Bagi bapak ini jalan atau akses menuju pedalaman bukanlah sebuah alasan klise yang dibuat-buat untuk menghindari tanggung jawabnya sebagai bangsa Indonesia untuk membantu derita penduduk pedalaman papua. Dia adalah legenda dipedalaman Papua yang tak pernah mengeluh sambil mengatakan " Jalan menuju kesana sangat berat!..." atau ucapan; " Kehidupan disana sangat berat!.." karena ucapan itu adalah sebuah pantangan bagi pemilik jiwa-jiwa besar seperti bapak Tigor Silaban.
Begitu lulus dari Fakultas Kedokteran Universitas Indonesia, 37 tahun lalu, ia sudah memantapkan hati untuk tidak membuka praktik di kota. Ia memilih bekerja di pedalaman Papua, langsung di Oksibil, Puncak Jaya di kawasan Jayawijaya. Untuk mencapainya, saat itu, hanya dengan berjalan kaki selama seminggu dari Wamena -- dan ia melakukan itu berkali-kali sejak pertama tiba.
Bukan medannya saja yang begitu sulit, daerahnya pun dicap merah: penembakan sporadis masih marak di sana. “Tapi saya sudah berjanji kepada Tuhan, kalau saya lulus, saya ingin bekerja di pedalaman Papua, jauh dari Jakarta. Saya ingin menorong orang, dan tidak ingin praktik,” katanya suatu ketika.
Baru bebepa bulan bertugas di Oksibil, ada dokter yang terbunuh. Ia pun diminta pindah, tapi warga setempat marah. Di Oksibil, ia satu-satunya dokter.
Begitulah. Selama puluhan tahun di pedalaman Papua itu, tak terbilang lagi perjalanan yang ditempuhnya berminggu-minggu lamanya sekali perjalanan, dari kampung ke kampung untuk menggapai rumah penduduk yang sakit.

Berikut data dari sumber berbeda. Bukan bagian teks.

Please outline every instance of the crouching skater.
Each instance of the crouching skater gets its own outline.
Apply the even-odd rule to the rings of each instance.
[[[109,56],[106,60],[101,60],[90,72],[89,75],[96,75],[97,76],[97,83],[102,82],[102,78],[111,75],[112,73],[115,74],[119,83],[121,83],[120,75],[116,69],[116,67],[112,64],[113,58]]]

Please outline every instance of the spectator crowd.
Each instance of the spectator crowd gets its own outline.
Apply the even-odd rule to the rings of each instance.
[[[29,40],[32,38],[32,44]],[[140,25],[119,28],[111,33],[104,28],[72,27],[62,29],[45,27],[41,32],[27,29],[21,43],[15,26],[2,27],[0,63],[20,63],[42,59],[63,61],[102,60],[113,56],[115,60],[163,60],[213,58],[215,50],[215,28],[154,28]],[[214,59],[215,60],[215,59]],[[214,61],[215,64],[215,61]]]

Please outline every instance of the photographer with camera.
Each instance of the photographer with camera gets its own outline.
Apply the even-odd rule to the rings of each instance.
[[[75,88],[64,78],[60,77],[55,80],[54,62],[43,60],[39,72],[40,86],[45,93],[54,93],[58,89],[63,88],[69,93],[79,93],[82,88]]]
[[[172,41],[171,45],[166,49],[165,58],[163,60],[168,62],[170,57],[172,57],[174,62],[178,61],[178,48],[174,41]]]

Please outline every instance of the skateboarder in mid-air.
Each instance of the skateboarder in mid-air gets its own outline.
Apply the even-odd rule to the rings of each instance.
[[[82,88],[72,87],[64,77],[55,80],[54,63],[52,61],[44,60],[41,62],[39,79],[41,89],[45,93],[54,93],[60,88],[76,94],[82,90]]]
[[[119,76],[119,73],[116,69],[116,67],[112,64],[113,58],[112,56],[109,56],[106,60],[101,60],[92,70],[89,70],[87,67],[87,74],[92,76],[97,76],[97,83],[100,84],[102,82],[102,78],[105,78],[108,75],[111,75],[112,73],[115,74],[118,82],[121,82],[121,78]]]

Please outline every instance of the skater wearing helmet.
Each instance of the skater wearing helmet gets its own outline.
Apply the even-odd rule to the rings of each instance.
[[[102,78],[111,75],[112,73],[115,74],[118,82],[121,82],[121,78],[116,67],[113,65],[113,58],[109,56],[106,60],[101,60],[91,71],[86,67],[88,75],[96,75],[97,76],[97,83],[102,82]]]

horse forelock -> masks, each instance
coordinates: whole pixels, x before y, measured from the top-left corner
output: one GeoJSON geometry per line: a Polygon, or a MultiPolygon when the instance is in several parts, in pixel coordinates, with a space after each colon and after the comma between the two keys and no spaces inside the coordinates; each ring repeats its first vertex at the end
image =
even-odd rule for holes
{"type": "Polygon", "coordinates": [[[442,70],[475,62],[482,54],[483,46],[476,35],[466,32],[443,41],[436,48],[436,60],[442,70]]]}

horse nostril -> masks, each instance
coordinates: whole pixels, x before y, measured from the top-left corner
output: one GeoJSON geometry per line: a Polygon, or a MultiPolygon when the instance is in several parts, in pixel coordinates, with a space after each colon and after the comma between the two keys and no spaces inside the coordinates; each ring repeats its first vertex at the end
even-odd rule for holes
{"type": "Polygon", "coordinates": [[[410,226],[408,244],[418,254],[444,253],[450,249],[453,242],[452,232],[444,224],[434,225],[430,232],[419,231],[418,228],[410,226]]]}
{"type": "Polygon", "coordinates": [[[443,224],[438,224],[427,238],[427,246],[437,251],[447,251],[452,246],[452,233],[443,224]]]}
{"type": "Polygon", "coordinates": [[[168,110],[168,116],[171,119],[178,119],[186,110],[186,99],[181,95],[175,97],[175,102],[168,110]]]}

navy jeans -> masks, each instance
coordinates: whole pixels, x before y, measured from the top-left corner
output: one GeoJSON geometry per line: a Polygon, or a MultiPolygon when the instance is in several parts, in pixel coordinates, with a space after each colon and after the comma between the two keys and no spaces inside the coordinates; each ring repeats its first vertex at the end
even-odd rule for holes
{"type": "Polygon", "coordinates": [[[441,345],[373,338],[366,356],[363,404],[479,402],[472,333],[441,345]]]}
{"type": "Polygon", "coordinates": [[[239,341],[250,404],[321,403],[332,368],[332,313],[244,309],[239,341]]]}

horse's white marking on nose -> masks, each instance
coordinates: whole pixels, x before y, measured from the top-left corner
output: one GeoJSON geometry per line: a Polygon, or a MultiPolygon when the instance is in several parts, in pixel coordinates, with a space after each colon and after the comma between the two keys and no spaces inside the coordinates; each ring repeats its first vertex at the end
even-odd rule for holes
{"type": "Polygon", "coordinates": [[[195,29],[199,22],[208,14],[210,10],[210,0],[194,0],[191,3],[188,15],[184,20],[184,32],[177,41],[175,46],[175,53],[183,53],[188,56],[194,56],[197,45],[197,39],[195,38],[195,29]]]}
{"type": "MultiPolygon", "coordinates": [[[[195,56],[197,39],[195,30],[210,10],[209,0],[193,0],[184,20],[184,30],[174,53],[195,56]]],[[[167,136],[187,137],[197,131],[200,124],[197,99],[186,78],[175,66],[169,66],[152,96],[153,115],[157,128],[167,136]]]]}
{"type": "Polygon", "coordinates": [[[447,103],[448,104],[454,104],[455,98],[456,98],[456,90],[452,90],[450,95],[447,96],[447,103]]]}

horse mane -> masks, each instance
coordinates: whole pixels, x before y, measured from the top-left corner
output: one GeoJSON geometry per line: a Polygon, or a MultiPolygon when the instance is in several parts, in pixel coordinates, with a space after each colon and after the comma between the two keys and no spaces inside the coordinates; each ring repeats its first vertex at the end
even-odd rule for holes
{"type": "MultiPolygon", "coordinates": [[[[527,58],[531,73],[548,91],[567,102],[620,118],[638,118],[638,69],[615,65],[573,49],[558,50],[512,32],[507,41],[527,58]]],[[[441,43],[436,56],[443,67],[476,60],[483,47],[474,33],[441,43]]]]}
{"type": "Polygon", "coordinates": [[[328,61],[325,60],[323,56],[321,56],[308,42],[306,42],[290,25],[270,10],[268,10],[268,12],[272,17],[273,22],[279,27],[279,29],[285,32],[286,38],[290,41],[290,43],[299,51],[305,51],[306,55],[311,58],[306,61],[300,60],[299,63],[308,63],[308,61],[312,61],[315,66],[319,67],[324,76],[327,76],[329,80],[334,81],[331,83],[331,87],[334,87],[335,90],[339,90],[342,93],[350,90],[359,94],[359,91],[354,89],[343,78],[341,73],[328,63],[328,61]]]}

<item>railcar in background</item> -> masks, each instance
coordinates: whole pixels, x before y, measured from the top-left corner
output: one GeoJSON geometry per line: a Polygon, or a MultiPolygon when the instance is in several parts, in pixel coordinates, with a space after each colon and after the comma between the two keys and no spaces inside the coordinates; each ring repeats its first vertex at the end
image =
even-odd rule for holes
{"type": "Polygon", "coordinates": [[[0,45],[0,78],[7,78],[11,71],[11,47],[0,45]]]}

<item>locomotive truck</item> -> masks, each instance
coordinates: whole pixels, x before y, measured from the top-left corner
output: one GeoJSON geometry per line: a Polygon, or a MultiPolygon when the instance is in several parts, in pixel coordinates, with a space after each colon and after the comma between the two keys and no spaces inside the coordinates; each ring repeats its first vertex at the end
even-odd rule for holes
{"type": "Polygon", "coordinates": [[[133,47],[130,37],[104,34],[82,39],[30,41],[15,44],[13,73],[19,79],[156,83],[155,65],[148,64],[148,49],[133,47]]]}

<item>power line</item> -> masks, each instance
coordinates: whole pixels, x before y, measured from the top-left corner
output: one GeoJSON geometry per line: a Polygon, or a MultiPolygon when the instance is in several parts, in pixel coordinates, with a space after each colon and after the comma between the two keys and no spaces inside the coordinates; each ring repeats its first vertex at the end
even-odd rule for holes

Sampai hari ini, Tigor Silaban masih di Papua. Namanya menjadi legenda di pedalaman. Tidak heran, dalam dirinya mengalir darah legenda lain, arsitek kenamaan yang merancang Masjid Istiqlal -- Friedrich Silaban, ayahnya.
Biografi singkat Tigor Silaban
Tigor Silaban lahir di Bogor, 1 April 1953. Dia merupakan pensiunan PNS di Papua. Tigor merupakan alumnus dari SMA Kanisius Jakarta tahun 1978. Pendidikan kedokteran dia selesaikan di Universitas Indonesia. Sementara S2-nya dia mengambil ilmu Kesehatan Masyarakat di kampus yang sama.
Karir kedokterannya dia habiskan di Papua. Mulai menjadi dokter di kawasan pedalaman, sampai menjabat sebagai Kepala Dinas Kesehatan di Kabupaten Jayawijaya sampai tahun 1993. Selama karirnya sebagai dokter, dia sudah mengantungi 38 tanda jasa di bidang kesehatan. Tigor merupakan anak dari Friedrich Silaban, seorang wakil kepala proyek pembangunan Masjid Istiglal. Ayahnya merupakan salah satu tim arsitek Masjid Istiglal.